You might need to prod @NCWoodSmith and see if some of his local tree service guys dropped any NIP recently. He is closer to where it's at. Zone 9a will drop a NIP from frostbite unless it's protected so I doubt any of our local is NIP. If only folks knew what was in the dump in the other fellows area! To Texas desert dwellers, cactus and mesquite is trash, to Florida folks, palms, NIP, and camphor are given away for clean up, in the NW coastal areas, BLM burl is left to rot quite often, here in Tennessee Rock maple is often left to rot in the yards because it isn't the "best" firewood. And on and on...

Reactions: Agree 2 | Useful 1


----------



## Jonkou (Apr 22, 2022)

Ron Kent (RIP) was one of my mentors back in the 90’s.
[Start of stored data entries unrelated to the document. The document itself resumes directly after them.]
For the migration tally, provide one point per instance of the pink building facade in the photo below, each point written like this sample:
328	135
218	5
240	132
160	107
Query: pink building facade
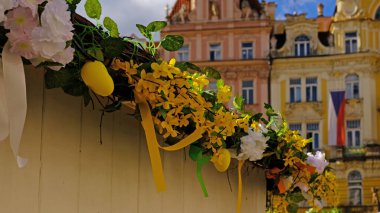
231	36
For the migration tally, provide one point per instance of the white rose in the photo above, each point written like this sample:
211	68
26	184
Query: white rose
253	145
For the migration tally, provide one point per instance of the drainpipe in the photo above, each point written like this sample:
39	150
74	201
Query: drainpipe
270	62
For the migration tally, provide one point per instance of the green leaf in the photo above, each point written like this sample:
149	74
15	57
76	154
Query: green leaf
292	208
194	152
172	42
212	73
93	9
56	79
239	103
184	66
73	4
219	83
295	197
156	26
144	31
111	26
96	53
113	47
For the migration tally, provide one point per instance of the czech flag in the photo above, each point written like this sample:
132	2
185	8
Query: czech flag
336	119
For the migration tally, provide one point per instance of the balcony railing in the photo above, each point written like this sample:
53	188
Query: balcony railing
358	209
354	153
347	209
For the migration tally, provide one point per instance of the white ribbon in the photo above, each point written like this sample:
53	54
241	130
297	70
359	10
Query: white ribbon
12	100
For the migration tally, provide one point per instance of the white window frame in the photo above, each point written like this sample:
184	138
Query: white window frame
351	42
311	87
353	129
352	82
215	49
247	52
312	131
249	99
296	127
355	185
297	90
302	45
183	53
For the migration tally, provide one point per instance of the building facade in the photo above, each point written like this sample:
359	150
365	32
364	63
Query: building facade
231	36
313	58
296	64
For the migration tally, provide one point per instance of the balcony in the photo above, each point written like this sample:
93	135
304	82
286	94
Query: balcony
348	209
354	153
358	209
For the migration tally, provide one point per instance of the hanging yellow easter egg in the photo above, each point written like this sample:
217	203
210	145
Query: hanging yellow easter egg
221	159
96	77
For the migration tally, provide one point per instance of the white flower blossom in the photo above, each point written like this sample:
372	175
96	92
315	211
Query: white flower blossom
253	145
318	161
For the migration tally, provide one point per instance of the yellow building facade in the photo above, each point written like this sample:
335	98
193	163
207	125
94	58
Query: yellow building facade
313	57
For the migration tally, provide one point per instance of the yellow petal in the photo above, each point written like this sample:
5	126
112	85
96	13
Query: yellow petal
222	160
95	76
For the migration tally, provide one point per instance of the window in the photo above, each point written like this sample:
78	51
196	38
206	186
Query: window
296	127
355	188
247	50
311	89
302	46
353	133
312	131
377	16
351	42
295	90
212	86
215	52
183	53
352	86
248	92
He had a huge tank of oil to submerge the pieces then set on a screen to drip dry over the outdoor tank, sand, dip again, sand, dip… works great in HI. Kelly Dunn from the big island is well known for the translucent NIP pieces as well. NIP is a versatile artistic wood and a pleasure to turn.

Checked out the white pine down the street, don’t see any 12” with branches.

Reactions: Like 1


----------



## Mike Hill (Apr 22, 2022)

Ron Kent a mentor = that's cool! Way cool!!!! I think I've read it was a 100 gal tank of oil with scrounged wire refrigerator shelves for draining. 

I guess that pine was grown in close quarters. Around here if you can find one growing uncrowded they have radiating limbs in all directions.

Reactions: Like 1


----------



## NCWoodSmith (Apr 28, 2022)

2feathers Creative Making said:


> You might need to prod @NCWoodSmith and see if some of his local tree service guys dropped any NIP recently. He is closer to where it's at. Zone 9a will drop a NIP from frostbite unless it's protected so I doubt any of our local is NIP. If only folks knew what was in the dump in the other fellows area! To Texas desert dwellers, cactus and mesquite is trash, to Florida folks, palms, NIP, and camphor are given away for clean up, in the NW coastal areas, BLM burl is left to rot quite often, here in Tennessee Rock maple is often left to rot in the yards because it isn't the "best" firewood. And on and on...


We’ve got NIP coming out of our ears down here in South Florida. I love how it looks, not my favorite turn, esp. when dry.


----------



## 2feathers Creative Making (Apr 28, 2022)

NCWoodSmith said:


> We’ve got NIP coming out of our ears down here in South Florida. I love how it looks, not my favorite turn, esp. when dry.


There seems to be a few folks from north of you who would like to see some of your waste pile ship out to play with... @Mike Hill was one of them

Reactions: Agree 1


----------



## NCWoodSmith (Apr 28, 2022)

2feathers Creative Making said:


> There seems to be a few folks from north of you who would like to see some of your waste pile ship out to play with... @Mike Hill was one of them


I can get some, will take a bit. I don’t have any in my pile, but can get some np. 
the alignment of the knots can be a crapshoot. More often than knot () the knots are out of alignment.

Reactions: Funny 4


----------